Christianity of the Inquisition, Calvinists, and Puritans is no different in practice from the Wahhabi Islam of Saudi Arabia, the Taliban, and ISIS. Or the faith in Mao’s red book. We classify convictions into degrees of credibility, determining how strongly valid objective unbiased proof exists. If faith ignores degrees of objective, unbiased support for evidence, then decisions based on religious faith can lead to moral disasters, as exemplified abundantly in human history. Unjustified beliefs threaten lives, livelihood, and social well-being: Bogus medicine kills people, opportunist religious authorities take our money and freedom. Religious faith can make people completely blind to the evidence against their views, making people more vulnerable to oppression, fraud, and abuse. Living with religious faith is morally dangerous because it forces you to believe without objective impartial evidence justification. Religions believe that their different conceptions of God are consistent with divine evil, for unintelligible divine purposes. In this case, a God is compatible with the divine evil of allowing men to be deceived by faith in false gods, for unintelligible divine purposes. Morality based on religious faith is the disease from which it claims to be the cure.
Faith in a supposed divine morality is to surrender our skepticism and our reason and to put all our trust in someone or something, that is a sinister thing because it will not admit the possibility of error and the need for correction. If someone doesn’t value objective impartial evidence, what evidence would you invoke to prove they should value objective impartial evidence? Religious faith can lead people to kill and die for it, without the need for further justification. It can be a gullibility with a halo of virtue, the denial of observation so that unearned moral authority can be preserved. Religions’ moral dogmas are the enemies of the moral and social evolution in history. What a supposed God commands is morally certain, and they are certain because they are commanded.
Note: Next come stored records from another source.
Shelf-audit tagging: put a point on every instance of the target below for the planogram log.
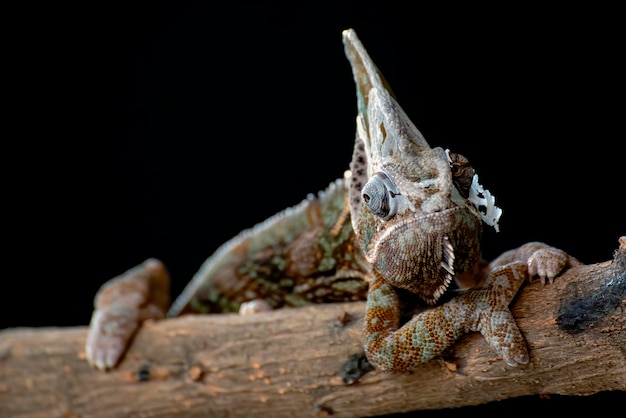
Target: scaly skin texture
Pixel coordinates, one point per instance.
(406, 219)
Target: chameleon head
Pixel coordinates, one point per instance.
(414, 209)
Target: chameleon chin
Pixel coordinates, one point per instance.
(406, 218)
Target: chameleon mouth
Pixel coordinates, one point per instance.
(447, 264)
(423, 255)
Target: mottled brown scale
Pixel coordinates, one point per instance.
(405, 253)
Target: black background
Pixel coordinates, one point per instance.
(162, 129)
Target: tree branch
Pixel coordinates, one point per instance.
(288, 362)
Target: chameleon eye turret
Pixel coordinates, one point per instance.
(379, 195)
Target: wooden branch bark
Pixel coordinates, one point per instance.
(289, 362)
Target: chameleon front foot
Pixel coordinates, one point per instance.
(121, 305)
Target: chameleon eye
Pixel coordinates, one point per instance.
(378, 195)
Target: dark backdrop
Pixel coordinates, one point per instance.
(162, 129)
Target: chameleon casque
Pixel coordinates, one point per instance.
(401, 228)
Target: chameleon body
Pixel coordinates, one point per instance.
(401, 228)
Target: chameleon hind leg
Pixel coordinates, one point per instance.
(121, 305)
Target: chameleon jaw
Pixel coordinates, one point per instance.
(423, 254)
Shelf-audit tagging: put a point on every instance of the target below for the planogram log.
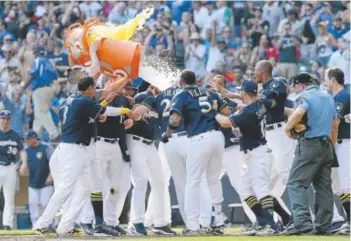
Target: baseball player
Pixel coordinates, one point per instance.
(282, 146)
(257, 156)
(10, 147)
(145, 165)
(198, 106)
(334, 79)
(40, 187)
(70, 166)
(173, 153)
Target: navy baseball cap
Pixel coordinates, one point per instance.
(5, 114)
(302, 78)
(249, 86)
(31, 134)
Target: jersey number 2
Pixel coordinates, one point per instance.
(167, 109)
(204, 104)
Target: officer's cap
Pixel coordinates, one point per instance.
(5, 114)
(31, 134)
(302, 78)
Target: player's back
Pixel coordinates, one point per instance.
(198, 107)
(78, 114)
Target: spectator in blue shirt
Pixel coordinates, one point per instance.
(59, 59)
(41, 82)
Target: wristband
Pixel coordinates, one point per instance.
(124, 111)
(104, 103)
(172, 127)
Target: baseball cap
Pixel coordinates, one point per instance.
(249, 86)
(302, 78)
(5, 114)
(31, 134)
(129, 86)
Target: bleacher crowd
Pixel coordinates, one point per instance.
(210, 37)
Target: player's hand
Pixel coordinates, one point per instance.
(24, 170)
(128, 123)
(164, 138)
(102, 118)
(49, 180)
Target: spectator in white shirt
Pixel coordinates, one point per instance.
(195, 55)
(200, 14)
(216, 50)
(292, 19)
(90, 9)
(273, 14)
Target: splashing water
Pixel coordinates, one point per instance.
(158, 72)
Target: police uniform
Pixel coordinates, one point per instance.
(10, 146)
(342, 147)
(173, 156)
(39, 192)
(314, 157)
(204, 153)
(145, 166)
(258, 157)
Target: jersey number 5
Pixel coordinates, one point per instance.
(204, 104)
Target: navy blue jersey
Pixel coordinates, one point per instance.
(113, 127)
(342, 105)
(78, 115)
(276, 90)
(10, 145)
(231, 136)
(162, 105)
(198, 107)
(148, 126)
(251, 122)
(38, 164)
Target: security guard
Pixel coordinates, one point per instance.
(40, 186)
(314, 157)
(10, 146)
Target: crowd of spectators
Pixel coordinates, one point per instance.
(210, 37)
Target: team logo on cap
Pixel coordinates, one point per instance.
(39, 155)
(274, 84)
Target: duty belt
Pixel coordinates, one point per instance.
(143, 140)
(108, 140)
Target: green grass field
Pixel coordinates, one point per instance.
(29, 235)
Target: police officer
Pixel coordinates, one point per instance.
(146, 164)
(198, 107)
(40, 187)
(314, 156)
(10, 146)
(258, 157)
(70, 164)
(334, 79)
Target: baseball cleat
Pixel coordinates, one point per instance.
(165, 230)
(340, 228)
(120, 230)
(87, 228)
(110, 230)
(138, 228)
(73, 233)
(47, 232)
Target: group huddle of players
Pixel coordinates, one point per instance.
(108, 143)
Nice wall of text. Where did you copy and paste it from?


God exists tho, your entire TL:DR wall of test has been refuted by a single sentence
Proofs of God’s existence:

Wee Jim

There’s a certain irony in your using Gödel’s Ontological Argument as “proof” of god’s existence. It was Gödel who proved that all mathematical systems must contain axioms unprovable within the system. The same applies to his proofs of God’s existence.
GIGO, as they say – Gödel in, garbage out.